Charles A. Csuri: After Paul Cézanne

 
  • ©,

Artist(s):


Title:


    After Paul Cézanne

Exhibition:


Creation Year:


    1964

Medium:


    Ink on paper, analogue computer

Size:


    64 x 81 cm (25 x 32 in)

Category:



Artist Statement:


    After the Artist Series

    “This [technology] allowed me to systematically alter the original geometry of my drawing. One end of the pantograph device traced the drawing and the other end was simultaneously making transformations. I was intrigued with the idea of using devices and strategies to create art. I questioned the notion there had to be a tactile kinesthetic process to create a drawing or painting.”
    — Charles A. Csuri

    Over the centuries, many artists have sought to believably translate our three-dimensional world onto a two-dimensional surface. Csuri, like his early contemporaries who also worked as painters, defies a concern for strict realism and instead embraces the two-dimensional surface, challenging its limitations in his earliest endeavors with computer art. There were no mass-produced operating systems when Csuri began creating art in the early 1960s, necessitating that he create his own computer programs to challenge the limits of this new technology. Further, computers at this time were unable to assign values to account for mass, although the perception of spaces and their relatedness to mass will become a hallmark of Csuri’s art created in a three-dimensional world space.

    In his After the Artist series, the first analogue computer art created by Charles Csuri from 1963 to 1964, Csuri recalls and recreates classic works by historically significant and personally compelling artists. In all, he created nine analogue drawings, referencing works by Paul Cézanne, André Derain, and Albrecht Dürer, among others. In this series, Csuri creatively distills selected masterpieces into their vital components, thus placing the works by these artists into a new role he has assigned to them.

    Then, using his analogue process, Csuri masterfully repeats, stretches, skews, and inverts the elements. These works translate traditional art by harnessing a vehicle originally created for the scientific applications. The result is a new artistic paradigm, in which Csuri appropriates scientific elements and injects unpredictability, dynamism and controlled artistic chaos. By stripping the works of Cézanne, Derain and Dürer of their z-axis, Csuri removes that aspect which confers depth and volume, working instead with “relationships between objects as transformations involving position, rotation and scale.” These ‘transformations’ result from the distillation of well-known works into their simplified forms, and their subsequent manipulation results in tension between dimensions.

    The intellectual climate of early twentieth century Paris generated schools of art such as Cubism and Fauvism, movements that sought to rebuke the photographic, mechanical reproduction of the tangible world. Their investigations into essential expressions of color and line drove artistic innovation.

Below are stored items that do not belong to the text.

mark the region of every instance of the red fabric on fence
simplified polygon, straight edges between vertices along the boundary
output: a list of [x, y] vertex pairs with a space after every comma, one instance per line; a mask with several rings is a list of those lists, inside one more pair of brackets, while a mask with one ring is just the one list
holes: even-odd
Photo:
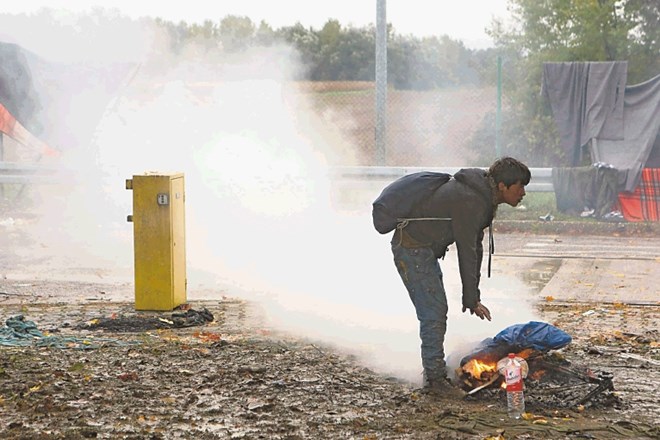
[[46, 156], [59, 156], [60, 154], [59, 151], [49, 147], [45, 142], [27, 131], [2, 103], [0, 103], [0, 133], [4, 133], [19, 144], [33, 148]]
[[660, 221], [660, 168], [644, 168], [635, 191], [619, 193], [619, 204], [629, 222]]
[[0, 133], [5, 133], [9, 137], [12, 137], [14, 135], [15, 125], [16, 118], [0, 102]]

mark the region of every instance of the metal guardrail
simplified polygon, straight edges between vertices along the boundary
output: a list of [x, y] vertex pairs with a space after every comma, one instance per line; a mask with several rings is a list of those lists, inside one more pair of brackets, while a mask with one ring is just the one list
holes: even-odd
[[[406, 174], [418, 171], [437, 171], [454, 174], [462, 167], [375, 167], [343, 166], [333, 167], [330, 175], [343, 182], [391, 182]], [[530, 168], [532, 180], [525, 188], [529, 192], [553, 192], [552, 168]], [[0, 184], [48, 183], [53, 181], [53, 169], [35, 164], [0, 162]]]
[[55, 170], [43, 165], [0, 161], [0, 184], [48, 183]]
[[[435, 171], [454, 174], [464, 167], [334, 167], [332, 177], [346, 181], [374, 181], [391, 182], [406, 174], [416, 173], [418, 171]], [[483, 168], [485, 169], [485, 168]], [[554, 192], [552, 185], [552, 168], [530, 168], [532, 180], [525, 189], [529, 192]]]

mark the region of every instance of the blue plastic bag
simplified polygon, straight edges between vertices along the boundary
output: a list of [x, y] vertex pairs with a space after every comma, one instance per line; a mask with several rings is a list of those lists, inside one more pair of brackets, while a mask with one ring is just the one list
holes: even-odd
[[568, 345], [571, 340], [571, 336], [565, 331], [539, 321], [509, 326], [493, 338], [496, 344], [503, 343], [519, 347], [520, 350], [533, 348], [538, 351], [557, 350]]
[[463, 357], [461, 365], [475, 357], [497, 361], [508, 353], [519, 353], [527, 348], [540, 352], [558, 350], [572, 341], [571, 336], [547, 322], [530, 321], [514, 324], [481, 341], [475, 351]]

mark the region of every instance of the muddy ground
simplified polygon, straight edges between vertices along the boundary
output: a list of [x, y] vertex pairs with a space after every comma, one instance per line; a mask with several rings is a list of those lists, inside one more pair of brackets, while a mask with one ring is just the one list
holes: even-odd
[[[0, 237], [5, 249], [12, 248], [8, 237]], [[545, 246], [543, 256], [525, 251], [533, 242]], [[3, 252], [0, 341], [10, 340], [5, 322], [18, 317], [44, 337], [0, 344], [0, 439], [660, 438], [660, 303], [632, 298], [655, 295], [641, 287], [655, 288], [657, 246], [621, 242], [631, 249], [626, 259], [649, 269], [614, 277], [607, 289], [618, 291], [619, 302], [562, 297], [561, 283], [555, 297], [543, 296], [562, 266], [552, 252], [575, 248], [588, 256], [582, 241], [511, 235], [500, 243], [498, 255], [509, 260], [498, 267], [536, 274], [540, 316], [572, 336], [560, 353], [565, 361], [612, 374], [614, 392], [601, 394], [607, 399], [572, 404], [562, 400], [565, 390], [541, 394], [528, 381], [528, 416], [512, 421], [503, 391], [487, 388], [463, 400], [425, 395], [334, 347], [271, 328], [257, 305], [226, 292], [189, 295], [198, 300], [177, 315], [136, 312], [125, 279], [68, 276], [61, 264]], [[529, 258], [519, 258], [525, 252]], [[17, 267], [42, 276], [2, 275]], [[607, 279], [598, 270], [594, 277]], [[95, 278], [104, 282], [89, 281]], [[575, 291], [588, 284], [577, 282]], [[594, 292], [583, 298], [600, 295]], [[209, 319], [187, 319], [202, 312]]]
[[22, 315], [49, 345], [0, 347], [3, 439], [660, 435], [656, 306], [540, 302], [548, 322], [573, 336], [565, 358], [611, 372], [616, 398], [598, 407], [530, 402], [529, 419], [511, 421], [502, 392], [462, 401], [424, 395], [332, 347], [276, 332], [242, 300], [191, 303], [192, 311], [206, 310], [213, 320], [186, 323], [172, 313], [136, 312], [132, 303], [40, 304], [30, 289], [8, 280], [0, 289], [3, 322]]

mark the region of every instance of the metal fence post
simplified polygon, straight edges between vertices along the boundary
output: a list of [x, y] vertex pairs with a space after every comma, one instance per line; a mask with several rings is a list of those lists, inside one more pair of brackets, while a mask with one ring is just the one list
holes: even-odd
[[497, 56], [497, 110], [495, 113], [495, 157], [500, 157], [500, 131], [502, 130], [502, 56]]
[[387, 19], [385, 0], [376, 2], [376, 164], [386, 164]]

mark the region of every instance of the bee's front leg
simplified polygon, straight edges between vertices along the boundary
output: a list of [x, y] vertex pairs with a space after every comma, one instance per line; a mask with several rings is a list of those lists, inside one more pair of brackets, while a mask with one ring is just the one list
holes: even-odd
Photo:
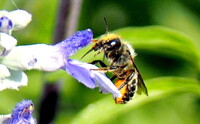
[[94, 60], [90, 62], [90, 64], [97, 64], [97, 63], [99, 63], [101, 67], [107, 67], [107, 65], [101, 60]]

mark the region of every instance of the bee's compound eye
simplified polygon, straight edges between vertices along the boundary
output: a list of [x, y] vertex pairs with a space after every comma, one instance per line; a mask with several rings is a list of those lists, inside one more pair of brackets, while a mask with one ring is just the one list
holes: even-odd
[[106, 45], [107, 45], [107, 50], [115, 50], [121, 46], [121, 42], [120, 39], [113, 39], [110, 40], [108, 43], [106, 43]]
[[115, 40], [113, 40], [113, 41], [110, 43], [111, 46], [115, 46], [116, 44], [117, 44], [117, 42], [116, 42]]

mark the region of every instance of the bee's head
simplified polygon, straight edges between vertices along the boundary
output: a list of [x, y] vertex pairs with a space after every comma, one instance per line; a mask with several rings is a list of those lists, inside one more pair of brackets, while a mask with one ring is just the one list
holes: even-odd
[[[99, 40], [92, 40], [95, 45], [85, 54], [87, 55], [91, 51], [114, 51], [121, 47], [121, 40], [117, 34], [105, 34]], [[83, 57], [85, 56], [83, 55]], [[82, 57], [82, 58], [83, 58]]]
[[103, 36], [99, 42], [102, 44], [102, 48], [104, 51], [113, 51], [117, 50], [121, 47], [121, 40], [117, 34], [106, 34]]

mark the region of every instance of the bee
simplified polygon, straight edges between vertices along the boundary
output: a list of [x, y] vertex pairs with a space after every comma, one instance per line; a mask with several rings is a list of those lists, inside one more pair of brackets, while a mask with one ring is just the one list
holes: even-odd
[[114, 98], [116, 104], [125, 104], [135, 93], [144, 93], [148, 96], [147, 88], [134, 61], [136, 53], [130, 44], [123, 42], [119, 35], [108, 32], [100, 39], [94, 39], [92, 42], [95, 44], [86, 54], [91, 51], [97, 51], [95, 55], [103, 52], [109, 63], [109, 66], [106, 66], [103, 61], [95, 60], [91, 63], [99, 63], [102, 67], [92, 70], [104, 73], [113, 72], [111, 80], [117, 78], [115, 86], [122, 97]]

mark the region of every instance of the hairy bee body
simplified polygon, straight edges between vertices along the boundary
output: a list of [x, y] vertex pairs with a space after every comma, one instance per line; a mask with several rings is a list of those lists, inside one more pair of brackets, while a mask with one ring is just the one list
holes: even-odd
[[[122, 42], [117, 34], [107, 33], [99, 40], [93, 40], [95, 45], [91, 50], [103, 52], [108, 59], [109, 66], [99, 68], [99, 71], [113, 72], [117, 77], [115, 86], [121, 92], [122, 97], [115, 98], [115, 103], [122, 104], [129, 101], [138, 92], [148, 95], [147, 88], [143, 82], [134, 58], [136, 53], [130, 44]], [[90, 50], [90, 51], [91, 51]]]

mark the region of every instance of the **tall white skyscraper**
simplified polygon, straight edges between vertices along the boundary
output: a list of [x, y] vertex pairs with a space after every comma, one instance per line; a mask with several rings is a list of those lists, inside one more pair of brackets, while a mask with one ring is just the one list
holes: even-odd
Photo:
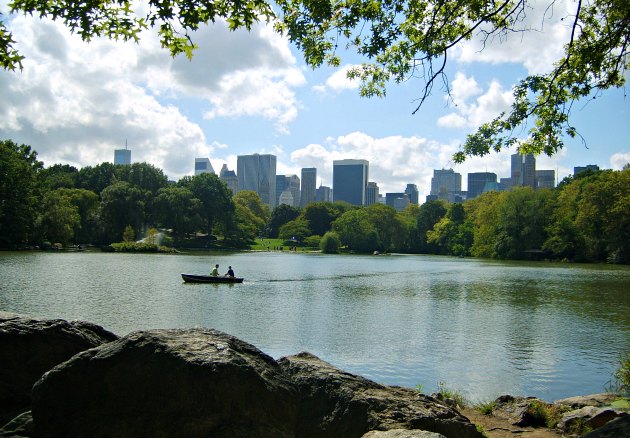
[[236, 157], [238, 191], [253, 190], [264, 204], [276, 206], [276, 156], [239, 155]]

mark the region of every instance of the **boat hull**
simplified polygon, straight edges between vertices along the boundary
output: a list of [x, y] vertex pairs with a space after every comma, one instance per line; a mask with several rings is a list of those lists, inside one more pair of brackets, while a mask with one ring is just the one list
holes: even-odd
[[242, 283], [239, 277], [213, 277], [212, 275], [182, 274], [186, 283]]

Here, Csuri reevaluates two of the artists who played significant roles in this milieu, Paul Cézanne (1839–1906) and André Derain (1880–1954).

    In After Paul Cézanne, Csuri pays homage to Cézanne’s significant contributions to the art world, particularly his innovations as the forefather of Cubism, a style in which space is broken into planes outside traditional modes of representation. Csuri was well aware of Cézanne’s prominent role in art history and had a personal affinity for his work, having spent long hours in museums and galleries closely studying the works of Cézanne and other master artists. In a personal symbolism of geometric forms, Csuri uses concentric circles and progressively larger squares that emanate from the center of Cézanne’s eyes. Read from left to right, the circles and squares express Cézanne’s unique vision and the modes through which he translated physical space onto two-dimensional canvas. When asked about the symbolism, Csuri stated, simply and with a smile, “He was the father of modern art, having the vision for Cubism…I couldn’t resist playing with it.”